The blood tests confirmed Celiac disease. This explained the constant sickness. The other two tests took another month and a half to schedule and complete. Once those tests were finished Steph was diagnosed with Achalasia. This is a rare disorder that occurs when the nerves in the esophagus become damaged. Her esophagus is essentially paralyzed and the sphincter muscle between the esophagus and the stomach is very tight. To describe it in plain English her esophagus does not squeeze the food to her stomach. The sphincter has constricted and does not allow much of anything to pass into the stomach.

On a good day lately, she can eat soft foods. On tough days (most of the last week or two) she can’t even get water to pass into her stomach. After receiving less than great care in our clinic system in the metro, we decided to seek a second option at Mayo Clinic in Rochester. They have a specialty clinic for Achalasia and it came recommended to us from a few people. After her initial diagnosis at the end of November, we applied to the clinic at Mayo.

She was accepted but we couldn’t get in until January 19th. So we waited until mid-January. We spent two days repeating some tests, meeting with 2 clinicians and one surgery consult. Her diagnosis was confirmed and what we were expecting for treatment was recommended. All the clinicians and surgeons agreed with the course of action we wanted and were expecting. Our biggest concern was how quickly she would make it onto the schedule.

As you can imagine this condition has made it difficult to eat and maintain a normal diet. The last few weeks have been the worst. While Steph has been losing weight since delivering Theodore, it has accelerated as this has progressed. Currently, she is losing on average, 3/4 of a pound per day. She is rapidly approaching dangerous weight and malnourishment. Had we not been scheduled for surgery soon she more than likely would be hospitalized for both fluids and a feeding tube.

Thankfully, Steph recently had a laparoscopic Heller myotomy with Dor fundoplication on January 24th at Mayo Clinic in Rochester.
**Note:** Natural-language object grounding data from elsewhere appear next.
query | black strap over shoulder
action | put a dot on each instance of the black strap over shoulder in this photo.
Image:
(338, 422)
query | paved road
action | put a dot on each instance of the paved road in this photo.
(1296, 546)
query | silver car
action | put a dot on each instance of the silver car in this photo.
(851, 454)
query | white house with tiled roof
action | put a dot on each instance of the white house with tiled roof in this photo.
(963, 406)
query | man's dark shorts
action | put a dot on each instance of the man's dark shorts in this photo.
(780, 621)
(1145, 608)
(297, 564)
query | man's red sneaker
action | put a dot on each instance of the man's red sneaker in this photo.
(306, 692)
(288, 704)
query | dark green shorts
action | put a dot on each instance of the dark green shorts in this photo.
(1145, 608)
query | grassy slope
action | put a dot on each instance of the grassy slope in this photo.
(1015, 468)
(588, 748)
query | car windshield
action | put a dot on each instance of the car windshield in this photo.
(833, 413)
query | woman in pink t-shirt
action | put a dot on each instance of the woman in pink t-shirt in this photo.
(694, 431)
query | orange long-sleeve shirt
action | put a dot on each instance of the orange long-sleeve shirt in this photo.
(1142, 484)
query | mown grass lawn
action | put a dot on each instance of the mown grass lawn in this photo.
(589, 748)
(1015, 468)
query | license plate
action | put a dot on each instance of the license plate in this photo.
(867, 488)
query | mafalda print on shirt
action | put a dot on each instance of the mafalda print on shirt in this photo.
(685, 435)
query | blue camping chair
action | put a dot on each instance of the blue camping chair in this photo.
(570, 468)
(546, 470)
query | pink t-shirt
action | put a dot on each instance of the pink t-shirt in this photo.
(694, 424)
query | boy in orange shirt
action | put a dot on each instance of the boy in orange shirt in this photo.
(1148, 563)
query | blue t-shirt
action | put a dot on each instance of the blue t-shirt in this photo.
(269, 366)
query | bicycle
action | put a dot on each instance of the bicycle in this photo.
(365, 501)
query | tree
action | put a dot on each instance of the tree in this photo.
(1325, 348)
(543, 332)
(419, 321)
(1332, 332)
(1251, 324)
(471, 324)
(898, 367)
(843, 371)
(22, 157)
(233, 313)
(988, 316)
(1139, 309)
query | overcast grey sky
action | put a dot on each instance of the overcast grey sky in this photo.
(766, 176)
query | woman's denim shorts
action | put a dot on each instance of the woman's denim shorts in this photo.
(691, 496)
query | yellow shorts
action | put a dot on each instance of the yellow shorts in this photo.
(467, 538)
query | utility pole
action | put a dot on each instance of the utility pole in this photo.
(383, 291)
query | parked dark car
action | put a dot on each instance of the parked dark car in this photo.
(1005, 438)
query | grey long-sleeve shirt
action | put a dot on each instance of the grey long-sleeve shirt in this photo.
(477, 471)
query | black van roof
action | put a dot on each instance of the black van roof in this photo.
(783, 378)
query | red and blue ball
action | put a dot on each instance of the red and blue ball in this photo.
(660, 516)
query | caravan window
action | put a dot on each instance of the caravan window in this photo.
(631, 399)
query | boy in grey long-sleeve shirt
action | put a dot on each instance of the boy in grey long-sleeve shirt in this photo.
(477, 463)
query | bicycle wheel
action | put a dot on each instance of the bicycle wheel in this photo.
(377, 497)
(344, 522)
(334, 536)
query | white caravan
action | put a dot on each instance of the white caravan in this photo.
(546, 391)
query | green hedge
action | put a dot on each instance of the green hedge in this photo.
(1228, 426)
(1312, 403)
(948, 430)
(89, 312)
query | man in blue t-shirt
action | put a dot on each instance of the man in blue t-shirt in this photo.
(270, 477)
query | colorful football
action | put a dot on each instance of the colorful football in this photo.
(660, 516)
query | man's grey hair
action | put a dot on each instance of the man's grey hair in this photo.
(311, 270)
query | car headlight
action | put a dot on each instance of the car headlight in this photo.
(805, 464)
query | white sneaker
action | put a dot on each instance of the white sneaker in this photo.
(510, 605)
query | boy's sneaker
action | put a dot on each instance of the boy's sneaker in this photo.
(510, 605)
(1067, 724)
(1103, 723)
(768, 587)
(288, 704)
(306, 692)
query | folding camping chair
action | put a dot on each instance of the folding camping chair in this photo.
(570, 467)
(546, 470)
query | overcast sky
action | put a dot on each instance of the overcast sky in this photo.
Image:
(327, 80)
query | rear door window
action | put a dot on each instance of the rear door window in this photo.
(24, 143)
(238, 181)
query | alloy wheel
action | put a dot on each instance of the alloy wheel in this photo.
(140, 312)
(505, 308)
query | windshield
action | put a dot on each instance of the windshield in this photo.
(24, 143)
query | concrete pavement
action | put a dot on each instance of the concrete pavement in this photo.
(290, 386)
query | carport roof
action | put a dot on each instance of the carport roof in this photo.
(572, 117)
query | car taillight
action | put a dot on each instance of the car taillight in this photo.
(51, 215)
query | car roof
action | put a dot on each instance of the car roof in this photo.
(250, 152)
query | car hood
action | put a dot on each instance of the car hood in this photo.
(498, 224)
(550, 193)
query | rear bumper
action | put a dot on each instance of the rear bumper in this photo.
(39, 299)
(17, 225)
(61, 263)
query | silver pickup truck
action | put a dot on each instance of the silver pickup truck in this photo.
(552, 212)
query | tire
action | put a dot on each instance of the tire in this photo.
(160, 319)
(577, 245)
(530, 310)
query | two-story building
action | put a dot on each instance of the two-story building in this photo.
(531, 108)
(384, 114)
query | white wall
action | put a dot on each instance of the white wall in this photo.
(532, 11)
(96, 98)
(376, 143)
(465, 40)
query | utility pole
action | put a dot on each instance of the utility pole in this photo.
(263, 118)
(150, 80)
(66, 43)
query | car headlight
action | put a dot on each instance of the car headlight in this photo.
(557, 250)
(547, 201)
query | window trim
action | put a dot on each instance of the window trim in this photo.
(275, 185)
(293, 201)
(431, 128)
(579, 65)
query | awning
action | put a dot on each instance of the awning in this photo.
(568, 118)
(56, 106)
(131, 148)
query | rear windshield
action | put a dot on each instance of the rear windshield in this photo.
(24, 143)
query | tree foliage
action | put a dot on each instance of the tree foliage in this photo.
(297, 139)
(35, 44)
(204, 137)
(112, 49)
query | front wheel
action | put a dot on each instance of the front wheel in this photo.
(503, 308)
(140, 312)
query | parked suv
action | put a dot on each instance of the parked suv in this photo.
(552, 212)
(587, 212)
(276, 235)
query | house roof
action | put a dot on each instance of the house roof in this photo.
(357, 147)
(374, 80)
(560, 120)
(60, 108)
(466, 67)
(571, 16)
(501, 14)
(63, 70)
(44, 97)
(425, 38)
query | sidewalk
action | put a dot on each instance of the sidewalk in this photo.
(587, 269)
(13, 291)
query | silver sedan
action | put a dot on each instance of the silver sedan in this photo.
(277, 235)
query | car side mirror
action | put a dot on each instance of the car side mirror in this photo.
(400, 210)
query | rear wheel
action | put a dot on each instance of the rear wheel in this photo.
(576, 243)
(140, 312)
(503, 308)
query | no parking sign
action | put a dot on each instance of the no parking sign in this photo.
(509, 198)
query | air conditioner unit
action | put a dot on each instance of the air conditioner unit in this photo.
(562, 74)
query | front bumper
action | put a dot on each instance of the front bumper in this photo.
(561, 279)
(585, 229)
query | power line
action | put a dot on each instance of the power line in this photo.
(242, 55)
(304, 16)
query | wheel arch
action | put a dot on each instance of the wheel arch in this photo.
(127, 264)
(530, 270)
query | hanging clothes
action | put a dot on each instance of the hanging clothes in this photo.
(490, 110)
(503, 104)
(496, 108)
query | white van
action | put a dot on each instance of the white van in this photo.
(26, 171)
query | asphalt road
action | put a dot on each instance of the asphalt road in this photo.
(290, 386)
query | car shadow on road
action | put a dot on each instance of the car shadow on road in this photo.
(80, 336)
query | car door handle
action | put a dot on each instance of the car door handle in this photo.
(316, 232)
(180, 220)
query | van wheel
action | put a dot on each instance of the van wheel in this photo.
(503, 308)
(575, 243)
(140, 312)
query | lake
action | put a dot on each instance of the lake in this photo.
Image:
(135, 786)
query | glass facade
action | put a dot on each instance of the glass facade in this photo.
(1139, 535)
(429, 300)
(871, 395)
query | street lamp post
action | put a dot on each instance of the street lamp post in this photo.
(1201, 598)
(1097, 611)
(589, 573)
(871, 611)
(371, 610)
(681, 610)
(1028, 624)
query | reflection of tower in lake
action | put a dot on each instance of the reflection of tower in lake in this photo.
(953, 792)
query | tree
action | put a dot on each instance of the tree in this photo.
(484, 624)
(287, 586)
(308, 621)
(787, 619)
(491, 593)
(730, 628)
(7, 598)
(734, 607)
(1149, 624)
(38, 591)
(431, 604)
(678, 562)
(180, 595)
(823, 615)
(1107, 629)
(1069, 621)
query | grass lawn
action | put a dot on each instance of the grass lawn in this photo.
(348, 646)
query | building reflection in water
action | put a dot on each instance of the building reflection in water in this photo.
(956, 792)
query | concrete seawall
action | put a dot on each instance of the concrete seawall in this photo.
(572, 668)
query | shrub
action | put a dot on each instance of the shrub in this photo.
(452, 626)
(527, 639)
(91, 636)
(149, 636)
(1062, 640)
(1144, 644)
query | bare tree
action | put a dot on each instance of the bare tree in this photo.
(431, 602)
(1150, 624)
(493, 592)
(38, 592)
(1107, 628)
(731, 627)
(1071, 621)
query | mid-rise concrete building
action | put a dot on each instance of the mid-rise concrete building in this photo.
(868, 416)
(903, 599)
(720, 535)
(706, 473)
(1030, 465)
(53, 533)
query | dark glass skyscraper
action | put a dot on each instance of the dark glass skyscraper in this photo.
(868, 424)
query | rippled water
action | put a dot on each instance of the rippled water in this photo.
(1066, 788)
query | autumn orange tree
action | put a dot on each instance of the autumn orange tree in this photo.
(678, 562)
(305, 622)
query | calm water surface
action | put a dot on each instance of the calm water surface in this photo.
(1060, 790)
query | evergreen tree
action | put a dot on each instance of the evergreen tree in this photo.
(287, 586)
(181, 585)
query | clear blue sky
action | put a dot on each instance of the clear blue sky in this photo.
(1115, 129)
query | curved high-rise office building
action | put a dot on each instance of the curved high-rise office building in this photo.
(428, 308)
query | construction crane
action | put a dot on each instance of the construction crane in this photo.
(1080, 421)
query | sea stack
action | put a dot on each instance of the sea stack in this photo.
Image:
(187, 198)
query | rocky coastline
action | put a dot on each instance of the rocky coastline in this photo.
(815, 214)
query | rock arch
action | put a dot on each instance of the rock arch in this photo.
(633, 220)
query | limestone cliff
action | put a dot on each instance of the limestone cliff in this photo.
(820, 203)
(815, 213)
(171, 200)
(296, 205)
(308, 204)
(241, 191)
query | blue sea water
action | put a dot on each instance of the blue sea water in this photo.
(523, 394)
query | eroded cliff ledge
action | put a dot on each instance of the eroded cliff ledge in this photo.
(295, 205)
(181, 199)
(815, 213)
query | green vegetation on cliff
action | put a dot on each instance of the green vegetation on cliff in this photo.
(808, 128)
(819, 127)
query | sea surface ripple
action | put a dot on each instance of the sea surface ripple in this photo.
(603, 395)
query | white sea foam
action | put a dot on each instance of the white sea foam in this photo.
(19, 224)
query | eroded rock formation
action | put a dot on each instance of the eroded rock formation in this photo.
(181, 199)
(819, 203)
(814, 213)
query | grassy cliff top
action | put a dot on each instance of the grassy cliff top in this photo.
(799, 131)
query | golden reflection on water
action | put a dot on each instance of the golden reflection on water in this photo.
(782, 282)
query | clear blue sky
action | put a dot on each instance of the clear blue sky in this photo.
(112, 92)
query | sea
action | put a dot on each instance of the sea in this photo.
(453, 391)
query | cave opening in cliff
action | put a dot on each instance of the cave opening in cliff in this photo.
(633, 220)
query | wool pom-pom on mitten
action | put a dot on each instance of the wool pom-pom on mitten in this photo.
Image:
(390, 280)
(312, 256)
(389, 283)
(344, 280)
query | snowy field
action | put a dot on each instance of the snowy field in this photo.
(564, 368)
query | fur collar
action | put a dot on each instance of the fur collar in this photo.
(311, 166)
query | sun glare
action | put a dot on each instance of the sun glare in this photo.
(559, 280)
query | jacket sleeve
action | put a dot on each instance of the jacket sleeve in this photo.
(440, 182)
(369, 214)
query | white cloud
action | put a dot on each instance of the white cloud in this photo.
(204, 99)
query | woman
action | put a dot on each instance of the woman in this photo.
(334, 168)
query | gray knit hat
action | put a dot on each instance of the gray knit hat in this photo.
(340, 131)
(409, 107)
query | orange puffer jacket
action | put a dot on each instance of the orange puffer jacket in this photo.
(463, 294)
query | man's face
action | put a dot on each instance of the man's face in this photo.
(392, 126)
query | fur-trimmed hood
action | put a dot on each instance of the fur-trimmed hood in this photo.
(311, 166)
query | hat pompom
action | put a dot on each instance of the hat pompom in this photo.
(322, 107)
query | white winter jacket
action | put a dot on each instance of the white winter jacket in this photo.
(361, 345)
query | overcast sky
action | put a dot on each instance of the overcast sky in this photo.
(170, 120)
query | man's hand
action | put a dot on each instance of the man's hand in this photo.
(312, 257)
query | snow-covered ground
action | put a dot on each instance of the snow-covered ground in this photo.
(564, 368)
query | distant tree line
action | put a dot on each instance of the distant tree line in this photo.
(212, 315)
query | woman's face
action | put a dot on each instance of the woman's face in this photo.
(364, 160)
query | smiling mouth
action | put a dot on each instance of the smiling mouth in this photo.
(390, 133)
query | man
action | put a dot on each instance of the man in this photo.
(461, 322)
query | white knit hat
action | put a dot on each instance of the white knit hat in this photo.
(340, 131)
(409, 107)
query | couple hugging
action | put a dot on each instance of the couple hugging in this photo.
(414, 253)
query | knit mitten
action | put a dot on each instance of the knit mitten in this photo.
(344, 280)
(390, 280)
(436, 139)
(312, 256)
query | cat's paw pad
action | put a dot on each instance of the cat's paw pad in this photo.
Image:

This surgery treats the symptoms of Achalasia and will allow her to get back to eating normally, with a few caveats. There is no cure for Achalasia, nor is there a way to restore normal esophageal function. The surgery will open up the passage and allow gravity to work for her. It has a very high success rate and should not require any revisiting in the near future.

Steph will not be able to lift anything for a minimum of 6 weeks, this includes an eight-month-old Theodore.

Through the birth of their son, Steph's appointments and tests, Ryan went through two corporate acquisitions. This has meant they have had three different deductibles to hit in the past 8 months. They have run out of paid time off. Much of Steph's recovery is unpaid as she has limited short-term disability. Ryan has been taking unpaid time to take her to appointments, surgery and tend to their 5 children.

With two kids in daycare and both parents taking unpaid leave, the bills are stacking up. The hope is to raise some money to help ease the financial burden so Steph can take the full time she needs to heal and Ryan is able to help her recover without the burden of financial distress.

We created this gofundme for financial donations.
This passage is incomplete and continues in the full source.